President George W. Bush was a tad more aggressive one month after the terrorist attacks of Sept. 11, 2001, when, speaking about plot leader Osama bin Laden, he promised: "We'll smoke him out of his cave, and we'll get him eventually."

Hard to believe, but those were more decorous times. Bush's remark, hinting at the brutality to come, shocked staid Europeans, and images depicting Bush as a warmonger soon began appearing regularly on European media. I recall having a beer with the then-German ambassador to the United States, Wolfgang Ischinger, at the German Embassy in Washington shortly after Bush's comments.
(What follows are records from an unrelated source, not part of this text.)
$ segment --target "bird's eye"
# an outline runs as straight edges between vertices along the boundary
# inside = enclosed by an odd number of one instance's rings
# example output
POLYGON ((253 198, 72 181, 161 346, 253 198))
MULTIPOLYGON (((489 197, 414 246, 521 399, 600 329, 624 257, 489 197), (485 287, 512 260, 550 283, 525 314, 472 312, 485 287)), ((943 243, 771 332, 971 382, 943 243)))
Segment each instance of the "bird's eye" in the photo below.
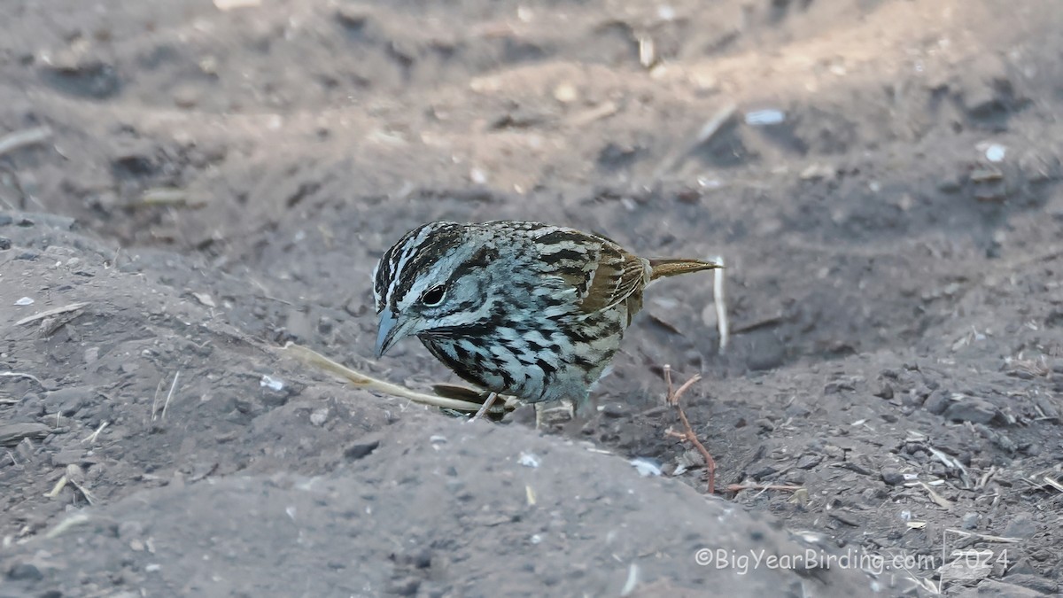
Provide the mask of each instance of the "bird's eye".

Ischinger, now chairman of the Munich Security Conference, told me he was appalled that an American president would use words that, to the European mind, would conjure images of a gas chamber.

On one of its covers, the German magazine Der Spiegel depicted Bush as a spear- and sword-carrying gladiator.

Bush's father, President George H.W. Bush, was more in the mold of American presidents who avoided provocative rhetoric and leaned on bureaucratic jargon, even as the world was about to be turned upside down.

In a televised statement on the outset of the Persian Gulf War on Jan. 16, 1991, as U.S. cruise missiles rained down on Baghdad, Bush said the U.S was going to retake Kuwait from Saddam Hussein, who had invaded the tiny, oil-rich nation months earlier.

"This conflict started Aug. 3 when the dictator of Iraq invaded a small and helpless neighbor," Bush said. "Kuwait, a member of the Arab League and a member of the United Nations, was crushed, its people brutalized. Five months ago, Saddam Hussein started this cruel war against Kuwait. Tonight, the battle has been joined. … We have no choice but to drive Saddam Hussein from Kuwait. We will not fail."

It was a statement more in tune with C-SPAN than HBO.